The source adds, "HNA is running ahead in the race and close to finalising the deal. The valuation is slighlty above Rs 2000 crore. The bid amounts recieved from the Malaysian sovereign wealth fund Khazanah, luxury fashion group Louis Vuitton and Kingdom Holdings which owns the five star hotel chain Four Seasons were in the range of Rs 1800- 2000 crore for the property."
DLF spokesperson, Sanjey Roy, replied in an email, "We do not comment on market speculations."
DLF is expected to announce the deal by mid-January. Goldman Sachs and Citi group had been advising DLF on the deal. It is said that the founder of Aman Resorts, Adrian Zecha, was also a part of the final decision. DLF had bought 97 per cent stake in the company for a valuation of $400 million in 2007, during the realty boom. Since the downturn in the realty sector, DLF has been looking around for a buyer for this property.
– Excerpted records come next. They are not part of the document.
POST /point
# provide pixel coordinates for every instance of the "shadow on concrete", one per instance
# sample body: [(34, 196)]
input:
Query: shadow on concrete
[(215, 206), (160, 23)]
An analyst tracking the company said, "They have been looking for a buyer since last two years for Aman Resorts, they were looking to raise Rs 2500 crore from the property which none of the buyers are looking to shell out. Also it is important whether it is an all cash deal or will there be staggered payments, as last week Crisil downgraded its various short term debt program worth Rs 237.3 billion according to its assesment that the debt levels may continue to remain high due to delay in disposal of assets non core assets and weakening cash flows. They really have to sell the assets now and generate cash on their books"
HNA Hotels and Resorts Group is part of the HNA group based out of China, which is headed by Chen Feng, the board chairman of the group. The hotel subsidiary operates more than 40 luxury hotels and resorts in China and has three hotel assets in Brussels and Belgium.
The Aman resorts has 25 assets across Thailand, Bhutan, Cambodia, China, France,Indonesia, Laos, Montenegro, Morocco, Philippines, Sri Lanka, the Turks and Caicos Islands and the US. It has three properties in India. After the stake offloading, DLF will retain the Delhi Aman property. The other two assets are in Rajasthan called the Aman-i-Khas and Amanbagh which will exchange hands.
On Aman sale, Saurabh Chawla, executive director of DLF had said at the end of the last quarter, "We have four bids in the second round and we are in the process of evaluating the bids, we hope to make a closure on this deal by next quarter end."
At the end of the day, DLF's stock closed at Rs 179.15 per share, down 2.13 per cent on BSE.